Um ano atrás, uma bala perdida atingiu João Pedro

⠀⠀⠀⠀⠀⠀⠀⠀
por Ramana Rech Duarte

São Paulo/SP – Brasil, 13-05-2021. Foto: Gabriel Guerra/JC

 

Exatamente no dia do fechamento da 515ª edição do Jornal do Campus, a morte do adolescente negro João Pedro Matos Pinto completa um ano. Ele foi atingido por uma bala perdida enquanto brincava durante uma atuação policial em 19 de maio, no Complexo do Salgueiro, região metropolitana do Rio de Janeiro. 

Ainda em 2020, o Brasil assistiu a João Alberto Silveira Freitas, um homem negro, ser sufocado e espancado por seguranças no supermercado Carrefour. Houve ainda o desaparecimento dos três meninos em Belford Roxo, no Rio de Janeiro, que permanece sem investigação concreta ou respostas e tantos outros casos, cujos nomes não caberiam neste editorial. 

Como se o derramamento de sangue não bastasse e as vozes que pedem “parem de nos matar” fossem silenciosas, o país presenciou a chacina de Jacarezinho, operação mais letal do Rio de Janeiro, deixar 29 mortos no dia 6 de maio de 2021. Os números e a cor deixam óbvio que não só a operação policial na favela do Jacarezinho do dia 6 de maio foi ineficiente, como também parte de uma política genocida e racista. 

Uma semana depois, a lei áurea completou 133 anos, indicando, mais uma vez, as contradições do Brasil, que não se livrou das amarras da escravidão. E como poderia, sendo um país erguido sobre mão de obra escrava e, principalmente, negra, que tanto desprezou? Ou cujo fim da escravidão deixou para trás o quartinho da empregada?

A impressão que fica é de que o tempo passa, o mundo gira, pessoas nascem e morrem, mas as coisas não saem do lugar. Ainda assim, talvez não seja presunção afirmar que a mudança vem, apesar de lenta, e que estamos melhor do que nossos pais. Isso, é claro, com base em muita luta. 
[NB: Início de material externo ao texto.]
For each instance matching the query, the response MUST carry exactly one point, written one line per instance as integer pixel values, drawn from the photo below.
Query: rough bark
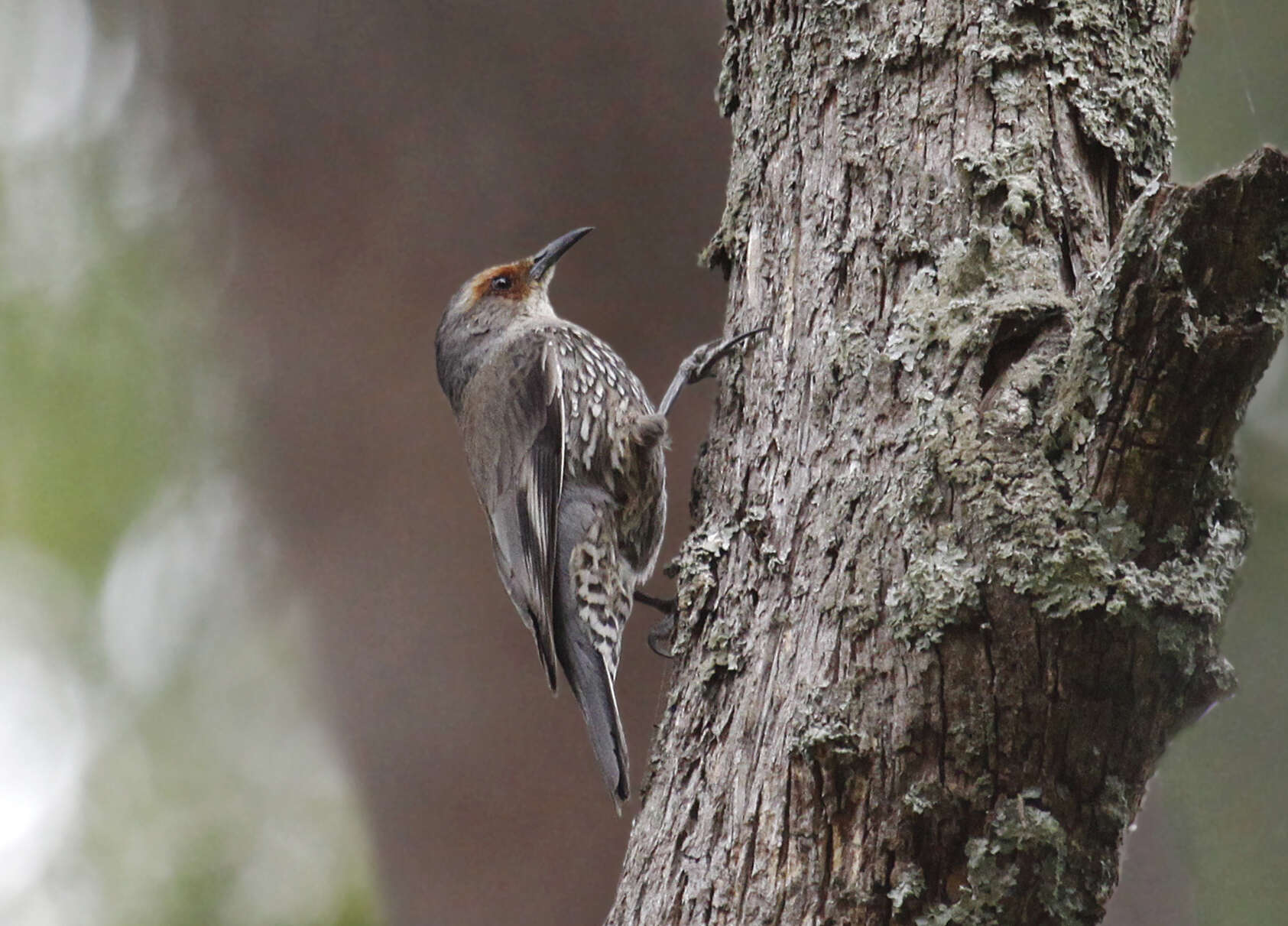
(965, 528)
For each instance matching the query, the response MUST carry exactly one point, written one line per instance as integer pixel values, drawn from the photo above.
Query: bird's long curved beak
(545, 259)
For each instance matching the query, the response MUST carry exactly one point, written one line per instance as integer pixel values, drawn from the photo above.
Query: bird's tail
(592, 685)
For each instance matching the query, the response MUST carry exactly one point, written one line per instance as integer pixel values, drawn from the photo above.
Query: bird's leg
(696, 367)
(661, 635)
(699, 365)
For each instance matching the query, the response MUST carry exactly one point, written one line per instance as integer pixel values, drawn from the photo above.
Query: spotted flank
(603, 586)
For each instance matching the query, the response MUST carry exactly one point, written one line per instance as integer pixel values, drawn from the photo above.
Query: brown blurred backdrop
(372, 156)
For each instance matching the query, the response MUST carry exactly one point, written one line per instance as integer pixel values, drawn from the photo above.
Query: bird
(566, 455)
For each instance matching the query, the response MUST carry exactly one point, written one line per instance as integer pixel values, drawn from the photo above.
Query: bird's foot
(701, 363)
(661, 635)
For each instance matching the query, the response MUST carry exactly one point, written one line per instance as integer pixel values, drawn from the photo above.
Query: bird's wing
(519, 466)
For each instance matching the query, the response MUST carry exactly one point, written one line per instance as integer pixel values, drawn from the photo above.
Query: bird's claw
(699, 365)
(706, 357)
(661, 635)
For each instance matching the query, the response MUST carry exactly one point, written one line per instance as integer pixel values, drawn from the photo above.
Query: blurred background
(255, 664)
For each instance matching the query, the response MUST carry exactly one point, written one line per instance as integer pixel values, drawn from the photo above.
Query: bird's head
(490, 303)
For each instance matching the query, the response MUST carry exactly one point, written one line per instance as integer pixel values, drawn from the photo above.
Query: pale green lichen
(908, 882)
(923, 796)
(1022, 839)
(939, 583)
(1124, 103)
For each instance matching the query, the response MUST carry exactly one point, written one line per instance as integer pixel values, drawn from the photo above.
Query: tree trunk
(965, 530)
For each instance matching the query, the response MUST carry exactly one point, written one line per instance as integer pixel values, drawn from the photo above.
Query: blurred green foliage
(92, 408)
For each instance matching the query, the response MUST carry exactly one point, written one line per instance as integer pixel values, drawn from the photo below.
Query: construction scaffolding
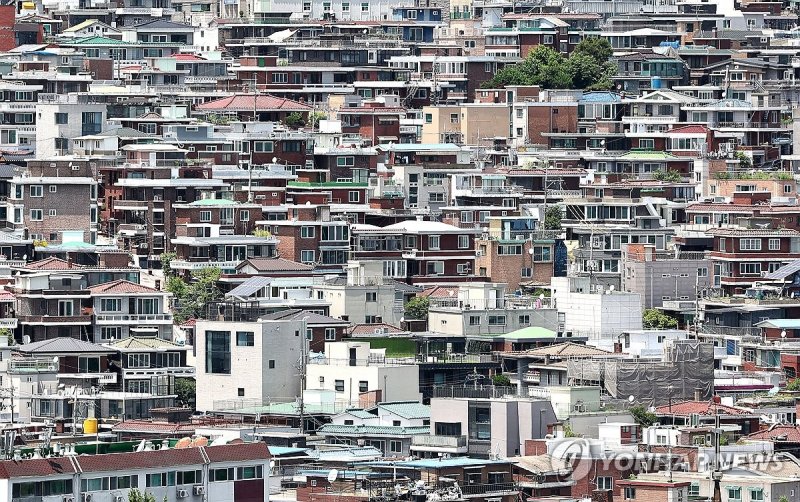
(685, 372)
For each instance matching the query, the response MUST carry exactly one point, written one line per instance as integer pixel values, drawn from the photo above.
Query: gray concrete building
(661, 276)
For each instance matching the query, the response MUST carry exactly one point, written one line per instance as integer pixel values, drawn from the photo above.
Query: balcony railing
(134, 318)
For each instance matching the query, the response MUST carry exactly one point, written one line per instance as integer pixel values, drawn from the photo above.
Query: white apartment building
(243, 363)
(352, 368)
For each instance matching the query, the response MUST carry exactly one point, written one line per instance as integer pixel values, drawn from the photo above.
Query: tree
(294, 120)
(136, 496)
(417, 307)
(501, 380)
(186, 390)
(641, 416)
(553, 217)
(166, 259)
(656, 319)
(192, 298)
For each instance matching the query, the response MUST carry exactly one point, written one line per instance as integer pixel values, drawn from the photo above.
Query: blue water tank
(655, 82)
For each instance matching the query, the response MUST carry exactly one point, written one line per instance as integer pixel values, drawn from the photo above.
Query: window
(110, 305)
(750, 269)
(88, 364)
(307, 256)
(65, 308)
(605, 483)
(245, 339)
(138, 360)
(435, 267)
(218, 352)
(253, 472)
(497, 320)
(542, 253)
(330, 334)
(750, 244)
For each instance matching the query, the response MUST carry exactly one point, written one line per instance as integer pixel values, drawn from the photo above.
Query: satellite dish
(333, 475)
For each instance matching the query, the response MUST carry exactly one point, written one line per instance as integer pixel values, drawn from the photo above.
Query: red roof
(691, 129)
(36, 467)
(51, 264)
(789, 433)
(188, 57)
(687, 408)
(121, 286)
(244, 102)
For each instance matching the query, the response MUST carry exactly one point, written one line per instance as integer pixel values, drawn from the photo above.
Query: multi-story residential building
(417, 251)
(351, 369)
(248, 361)
(742, 256)
(123, 309)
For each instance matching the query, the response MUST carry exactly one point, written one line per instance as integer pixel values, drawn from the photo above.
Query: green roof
(648, 155)
(373, 430)
(98, 40)
(333, 184)
(407, 409)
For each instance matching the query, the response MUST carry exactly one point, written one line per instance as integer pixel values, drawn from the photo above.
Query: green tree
(553, 217)
(641, 416)
(417, 307)
(136, 496)
(186, 390)
(191, 298)
(501, 380)
(166, 259)
(656, 319)
(294, 120)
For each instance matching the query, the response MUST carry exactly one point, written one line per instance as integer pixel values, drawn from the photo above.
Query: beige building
(469, 124)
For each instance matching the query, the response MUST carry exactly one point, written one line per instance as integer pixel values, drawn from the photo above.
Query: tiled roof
(275, 265)
(441, 292)
(120, 286)
(137, 343)
(686, 408)
(36, 467)
(244, 102)
(51, 264)
(407, 409)
(789, 433)
(373, 430)
(62, 345)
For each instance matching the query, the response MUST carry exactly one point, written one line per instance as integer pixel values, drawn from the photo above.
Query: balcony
(53, 320)
(444, 444)
(33, 365)
(133, 318)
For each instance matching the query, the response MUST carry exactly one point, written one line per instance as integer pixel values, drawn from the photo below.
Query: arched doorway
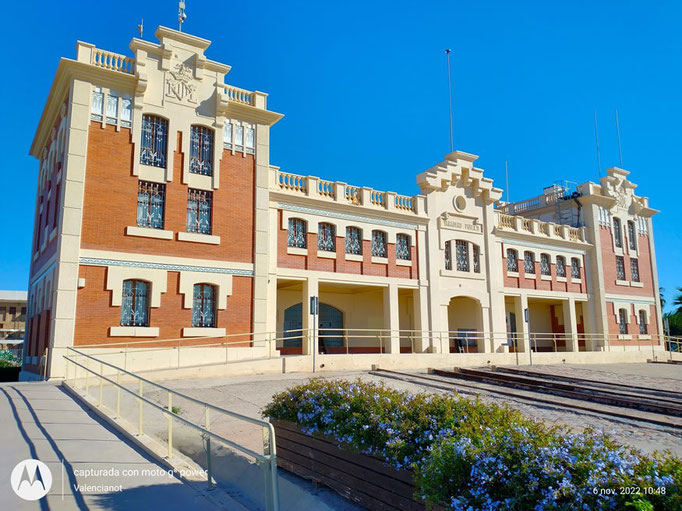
(330, 324)
(465, 325)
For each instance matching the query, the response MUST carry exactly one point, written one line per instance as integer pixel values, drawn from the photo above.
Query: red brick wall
(110, 203)
(95, 313)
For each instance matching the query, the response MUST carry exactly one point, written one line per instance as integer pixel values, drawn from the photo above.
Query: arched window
(203, 306)
(512, 260)
(353, 240)
(154, 141)
(135, 303)
(326, 237)
(201, 150)
(379, 244)
(296, 235)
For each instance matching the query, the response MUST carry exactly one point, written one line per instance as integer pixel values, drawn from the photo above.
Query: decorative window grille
(203, 306)
(135, 303)
(402, 247)
(353, 240)
(575, 268)
(150, 203)
(154, 141)
(643, 327)
(201, 151)
(634, 269)
(620, 268)
(512, 260)
(617, 234)
(378, 244)
(296, 236)
(326, 237)
(199, 206)
(632, 235)
(462, 255)
(622, 321)
(528, 262)
(545, 268)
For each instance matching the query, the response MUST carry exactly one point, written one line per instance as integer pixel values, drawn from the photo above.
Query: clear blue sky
(363, 87)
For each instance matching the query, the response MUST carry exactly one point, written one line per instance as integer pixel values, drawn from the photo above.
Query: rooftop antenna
(181, 14)
(596, 138)
(447, 52)
(620, 149)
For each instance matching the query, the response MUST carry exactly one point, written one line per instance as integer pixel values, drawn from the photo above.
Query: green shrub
(472, 455)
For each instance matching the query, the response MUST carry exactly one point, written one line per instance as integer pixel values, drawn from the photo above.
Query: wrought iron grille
(402, 247)
(643, 327)
(512, 260)
(528, 262)
(575, 268)
(199, 205)
(326, 237)
(379, 244)
(617, 235)
(201, 151)
(154, 141)
(632, 236)
(296, 236)
(462, 255)
(622, 321)
(203, 306)
(634, 269)
(353, 240)
(150, 203)
(545, 268)
(134, 303)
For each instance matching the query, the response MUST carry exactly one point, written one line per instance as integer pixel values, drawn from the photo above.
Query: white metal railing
(267, 461)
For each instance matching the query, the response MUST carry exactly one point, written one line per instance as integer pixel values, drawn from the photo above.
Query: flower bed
(470, 455)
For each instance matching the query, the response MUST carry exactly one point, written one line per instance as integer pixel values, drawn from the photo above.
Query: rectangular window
(632, 235)
(545, 267)
(296, 236)
(203, 306)
(634, 269)
(617, 234)
(378, 244)
(134, 303)
(353, 240)
(575, 268)
(154, 141)
(643, 327)
(402, 247)
(326, 237)
(512, 260)
(201, 151)
(620, 268)
(150, 204)
(462, 255)
(529, 262)
(199, 211)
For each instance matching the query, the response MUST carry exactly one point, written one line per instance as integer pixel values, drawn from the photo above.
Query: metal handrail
(267, 461)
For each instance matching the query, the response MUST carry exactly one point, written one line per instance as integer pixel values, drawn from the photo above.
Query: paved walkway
(41, 421)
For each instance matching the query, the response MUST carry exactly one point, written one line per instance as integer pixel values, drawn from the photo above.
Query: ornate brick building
(159, 217)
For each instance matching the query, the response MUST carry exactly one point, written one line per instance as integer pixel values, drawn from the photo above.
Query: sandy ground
(248, 396)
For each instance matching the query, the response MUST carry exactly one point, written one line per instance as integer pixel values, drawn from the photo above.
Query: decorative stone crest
(178, 84)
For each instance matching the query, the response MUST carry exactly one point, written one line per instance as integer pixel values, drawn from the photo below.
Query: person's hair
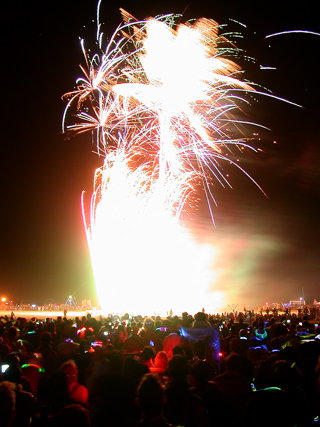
(200, 316)
(150, 395)
(148, 322)
(74, 414)
(71, 371)
(161, 360)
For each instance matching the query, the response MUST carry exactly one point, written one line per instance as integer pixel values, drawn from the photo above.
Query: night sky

Foi por conta de toda essa luta que esta edição do Jornal do Campus pôde ser a primeira do ano em que, finalmente, a Universidade de São Paulo atingiu 50% das vagas preenchidas pelas cotas de Escola Pública, sendo 37,5% destinadas a alunos autodeclarados pretos, pardos e indígenas. 

Vale lembrar que a USP chegou atrasadíssima e foi uma das últimas universidades a aderir a reserva das vagas para ações afirmativas. Após anos de pressão dos movimentos negro e estudantil, o Conselho Universitário aprovou com larga maioria as cotas na universidade. Ao todo, 75 dos 92 conselheiros votaram a favor, segundo números divulgados pelo DCE da USP. No ano passado, pela primeira vez, a USP expulsou um aluno por fraudar as cotas.

Em reação à chacina do Jacarezinho diversas pessoas ocuparam as ruas das capitais do Brasil e do mundo no dia 13 de maio, data oficial do fim da escravidão e Dia Nacional de Denúncia contra o Racismo. A manifestação, convocada pela Coalizão Negra por Direitos, pedia o fim do racismo, do genocídio negro, das chacinas e clamava justiça pelas vítimas do Jacarezinho. 

Nesse contexto, o Jornal do Campus se propôs a cobrir as manifestações do dia histórico 13 de maio e a entoar o grito de que vidas negras importam.